A CSE study earlier this week revealed that while popular fast food multinationals made specific and time-bound commitments to eliminate antibiotic misuse in chicken supply chains in several developed countries including the US, they have not taken such steps in India.

The report accused these global giant of adopting “double standards”.

With chicken-based food a big part of their menu, the growing fast food industry is possibly a big contributor to rising antimicrobial resistance, CSE said.

To arrest the growth of antibiotic resistance, the unnecessary and inappropriate use of antibiotics needs to stop, Ghosh said.

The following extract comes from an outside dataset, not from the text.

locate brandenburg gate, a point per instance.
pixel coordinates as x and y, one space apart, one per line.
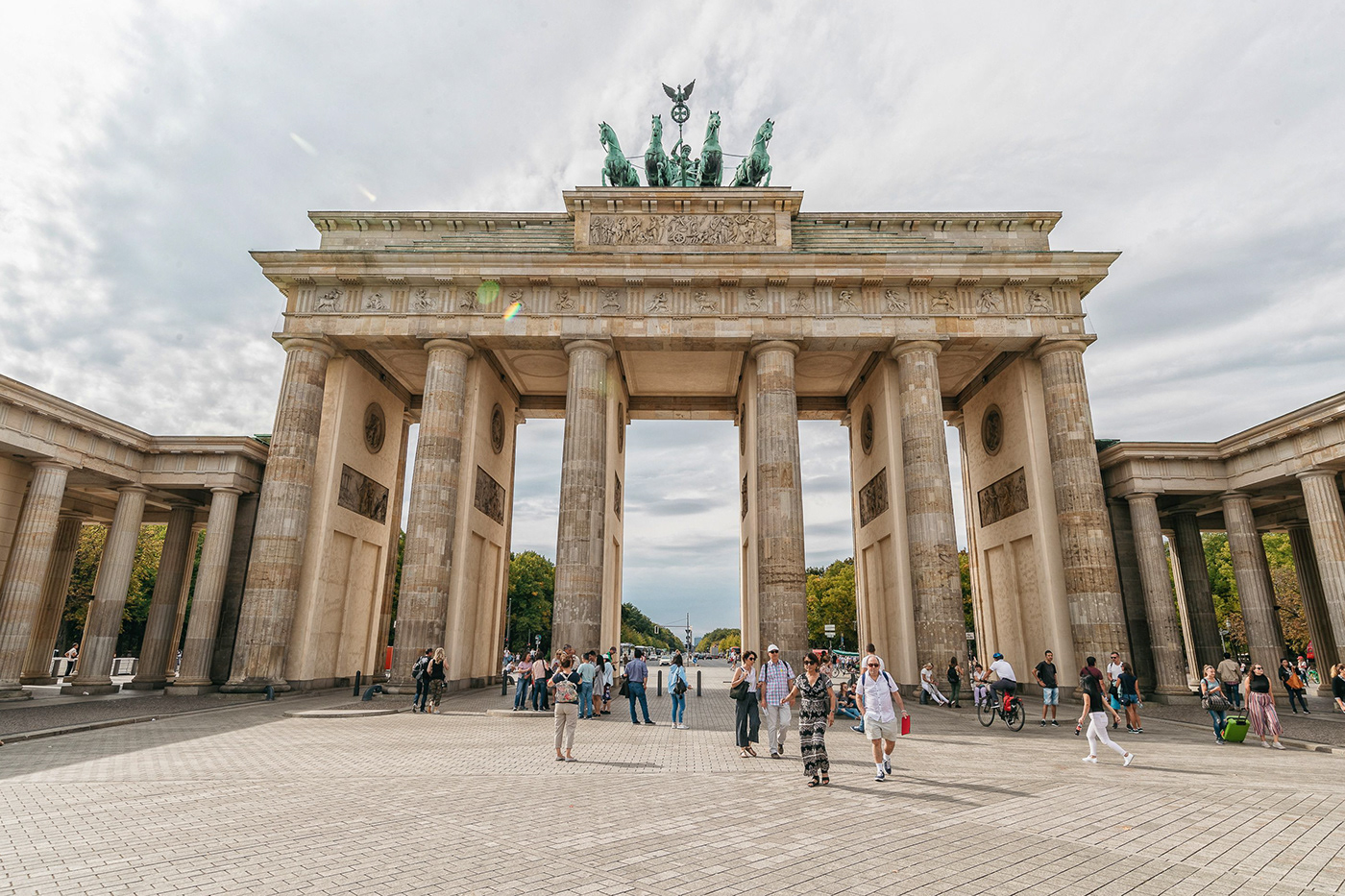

To address the issue, a Strategic National Action Plan (NAP) on AMR, led by the Ministry of Health and family Welfare and supported by the WHO, was released in April 2017.

“While the NAP is ambitious and comprehensive, its thorough implementation will be a challenge,” Sinha said, adding that integrated surveillance system to monitor antibiotic resistance trends in humans, animals, food from animals and environment must be developed.

“The government should regulate the feed business which is currently unregulated. Antibiotics should not be allowed in feed and feed supplement and necessary standards need to be developed,” Sinha suggested.

Even every individual can also contribute to this global fight against antibiotic resistance.

“At an individual level, we have to create awareness and stop self-medicating ourselves. Antibiotics can have side effects and drug interactions. The chemists has to dispense medication only after ensuring a proper prescription and then stamp the prescription mentioning the date and quantity dispensed. Increasing the costs to discourage use will not work, the mindset has to change,” Mahajan said.